Max Planck: Science advances one funeral at a time.

the octagon
Borrowing from the Ultimate Fighting Championship, the Cage of Adversarial Collaboration is a ring proponents of competing theories can only leave once they come up with a decisive, preregistered test, the result of which they vow to accept (the interocular trauma test is among the approved finishing moves). Following Max Planck, science advances one funeral at a time – this might speed things up.

Chime in with your problems and solutions in the comments. We might have enough material for a second post. Maybe next time some of the solutions might actually be real?

 


Image credits (all CC-BY)[11]Axe by Vallone Design
Black Kitten by Alina Oleynik
Drop by Eric Bergholz
Spa by Clockwise
Writer by Cuteicon

Footnotes   [ + ]

1. A microwave that goes to YouTube and finds a video the exact length of the time you just typed in and plays it on the microwave door
2. ’Topless & Wet’, a smoothie bar where none of the blenders have lids
3. A place called The ‘Coffee’ Shop that serves alcohol in coffee cups, and everyone just pretends it’s a normal coffee shop even though they’re totally wasted
4. Unfortunately, none of these solutions solve all the problems, see here for those.
5. See this article by Arina Bones on an even more radical proposal.
6. Obviously the limit limit itself should be counted as a freebie.
7. Many probably already do this in their leisure time as acts of revenge. Have millenials already been used as an excuse for the replication crisis or can we still call dibs to write a thinkpiece about it?
8. Maybe you like to think of this as a hobby. It’s not.
9. No more rants. You can’t possibly want that.
10. in nomine Papaja, et Meehlii, et Spiritus Sanjay.
11. Axe by Vallone Design
Black Kitten by Alina Oleynik
Drop by Eric Bergholz
Spa by Clockwise
Writer by Cuteicon

4 thoughts on “Stupid solutions to real problems in science”
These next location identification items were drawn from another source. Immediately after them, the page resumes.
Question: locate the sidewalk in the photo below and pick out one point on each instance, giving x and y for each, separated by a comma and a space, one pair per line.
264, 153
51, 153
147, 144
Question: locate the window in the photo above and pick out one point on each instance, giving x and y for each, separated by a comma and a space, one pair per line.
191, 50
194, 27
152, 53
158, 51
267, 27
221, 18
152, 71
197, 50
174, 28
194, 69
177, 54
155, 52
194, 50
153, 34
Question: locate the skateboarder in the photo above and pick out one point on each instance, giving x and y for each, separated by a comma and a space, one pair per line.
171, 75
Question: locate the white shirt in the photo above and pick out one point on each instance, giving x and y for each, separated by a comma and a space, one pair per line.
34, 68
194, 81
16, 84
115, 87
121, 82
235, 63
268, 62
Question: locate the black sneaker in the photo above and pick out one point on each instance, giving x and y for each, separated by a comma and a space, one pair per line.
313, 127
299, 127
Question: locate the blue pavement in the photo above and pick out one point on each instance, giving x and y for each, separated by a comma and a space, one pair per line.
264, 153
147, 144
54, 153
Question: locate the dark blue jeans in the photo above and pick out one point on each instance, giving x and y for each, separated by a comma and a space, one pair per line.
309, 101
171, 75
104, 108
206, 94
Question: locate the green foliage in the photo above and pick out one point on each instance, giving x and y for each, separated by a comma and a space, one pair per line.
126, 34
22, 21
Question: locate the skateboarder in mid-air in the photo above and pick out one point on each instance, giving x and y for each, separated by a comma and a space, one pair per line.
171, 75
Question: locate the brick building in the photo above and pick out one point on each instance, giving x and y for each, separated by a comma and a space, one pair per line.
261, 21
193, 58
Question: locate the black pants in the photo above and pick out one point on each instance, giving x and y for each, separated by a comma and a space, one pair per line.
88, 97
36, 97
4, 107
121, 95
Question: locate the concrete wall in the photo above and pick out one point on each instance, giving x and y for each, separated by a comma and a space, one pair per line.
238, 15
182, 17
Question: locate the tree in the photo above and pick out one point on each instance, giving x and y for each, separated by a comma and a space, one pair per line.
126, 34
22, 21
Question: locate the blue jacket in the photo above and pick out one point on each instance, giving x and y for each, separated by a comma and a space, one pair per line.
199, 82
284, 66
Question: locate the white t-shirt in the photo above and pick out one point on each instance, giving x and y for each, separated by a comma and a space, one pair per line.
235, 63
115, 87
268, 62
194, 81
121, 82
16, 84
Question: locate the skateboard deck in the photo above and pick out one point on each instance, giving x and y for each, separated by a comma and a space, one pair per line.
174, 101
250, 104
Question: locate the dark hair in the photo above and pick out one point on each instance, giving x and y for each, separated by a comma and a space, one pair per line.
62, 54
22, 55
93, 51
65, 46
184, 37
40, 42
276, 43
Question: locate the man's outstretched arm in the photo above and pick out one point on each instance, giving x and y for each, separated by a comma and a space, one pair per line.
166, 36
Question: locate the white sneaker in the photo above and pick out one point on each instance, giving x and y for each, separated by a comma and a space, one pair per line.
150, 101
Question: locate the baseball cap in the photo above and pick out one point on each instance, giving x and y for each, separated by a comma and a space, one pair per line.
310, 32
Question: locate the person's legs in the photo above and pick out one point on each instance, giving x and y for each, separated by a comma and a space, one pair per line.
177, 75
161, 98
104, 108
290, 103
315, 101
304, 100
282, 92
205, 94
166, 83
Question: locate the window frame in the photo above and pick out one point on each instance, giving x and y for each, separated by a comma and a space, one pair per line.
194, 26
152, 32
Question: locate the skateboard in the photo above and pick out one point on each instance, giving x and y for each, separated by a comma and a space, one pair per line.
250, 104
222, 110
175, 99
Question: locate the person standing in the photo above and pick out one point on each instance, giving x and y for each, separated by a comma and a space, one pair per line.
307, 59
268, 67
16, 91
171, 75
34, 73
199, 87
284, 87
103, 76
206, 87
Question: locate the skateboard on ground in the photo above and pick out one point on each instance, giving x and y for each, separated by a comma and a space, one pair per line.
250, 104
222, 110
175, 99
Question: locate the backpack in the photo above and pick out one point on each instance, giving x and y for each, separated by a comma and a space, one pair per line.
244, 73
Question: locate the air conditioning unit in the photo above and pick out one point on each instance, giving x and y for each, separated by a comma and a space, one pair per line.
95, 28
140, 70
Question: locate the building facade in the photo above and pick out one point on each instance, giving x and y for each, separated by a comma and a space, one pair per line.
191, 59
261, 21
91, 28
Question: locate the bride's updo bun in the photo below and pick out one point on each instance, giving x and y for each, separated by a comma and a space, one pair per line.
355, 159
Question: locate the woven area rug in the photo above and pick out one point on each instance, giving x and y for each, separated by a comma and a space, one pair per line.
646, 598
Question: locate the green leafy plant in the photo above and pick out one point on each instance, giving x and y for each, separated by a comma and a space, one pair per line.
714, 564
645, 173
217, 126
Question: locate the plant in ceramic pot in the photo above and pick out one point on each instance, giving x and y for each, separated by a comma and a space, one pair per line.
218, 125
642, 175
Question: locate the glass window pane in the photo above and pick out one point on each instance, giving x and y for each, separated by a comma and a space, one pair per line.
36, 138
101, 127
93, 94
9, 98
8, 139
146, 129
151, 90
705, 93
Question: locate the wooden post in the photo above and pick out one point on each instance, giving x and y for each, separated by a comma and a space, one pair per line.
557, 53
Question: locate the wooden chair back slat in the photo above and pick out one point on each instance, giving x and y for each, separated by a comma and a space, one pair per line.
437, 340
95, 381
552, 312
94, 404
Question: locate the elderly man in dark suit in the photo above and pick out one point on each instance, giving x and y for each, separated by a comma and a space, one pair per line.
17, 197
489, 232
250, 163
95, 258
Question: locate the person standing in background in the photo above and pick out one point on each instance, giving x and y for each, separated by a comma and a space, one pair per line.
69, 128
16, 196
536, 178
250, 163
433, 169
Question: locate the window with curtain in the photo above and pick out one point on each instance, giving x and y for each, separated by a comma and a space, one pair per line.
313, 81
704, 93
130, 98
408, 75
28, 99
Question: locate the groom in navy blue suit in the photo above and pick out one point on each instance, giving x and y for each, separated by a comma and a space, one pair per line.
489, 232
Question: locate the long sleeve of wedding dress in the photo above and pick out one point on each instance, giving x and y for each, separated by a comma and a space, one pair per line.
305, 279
  1. Registered Reports: after years of talking about how the bad state of psychological science was partly due to reviewers, editors, and journals pressuring researchers into leaving out analyses, conditions, and measures in their papers in order to “tell a nicer story”, the people behind Registered Reports thought it was a good idea to have “peer-review only” pre-registration where this crucial information is subsequently kept a secret from the reader. This was all done under the guise of “improving” science and being “transparent”. In their words “it is rigorous in a way that conventional unreviewed registration is not.” The irony of essentially trusting the same people who apparently have helped cause this mess in psychological science in the first place, and removing 2 crucial aspects of pre-registration (transparency and accountability) under the guise of “improvement” and “transparency” seems to have been lost on them…

    Also see: http://andrewgelman.com/2017/09/08/much-backscratching-happy-talk-junk-science-gets-share-reputation-respected-universities/#comment-560672

  2. We need incentives to make people use better research practices, or stop using questionable ones. We could treat em like fouls in soccer/football. A yellow card for HARKing/phacking/etc (2 become a red) and a red card for papers with studies that seem purely made up of QRPs. Once get to red card you are out for a season(year) and can’t submit papers to journals till your back in.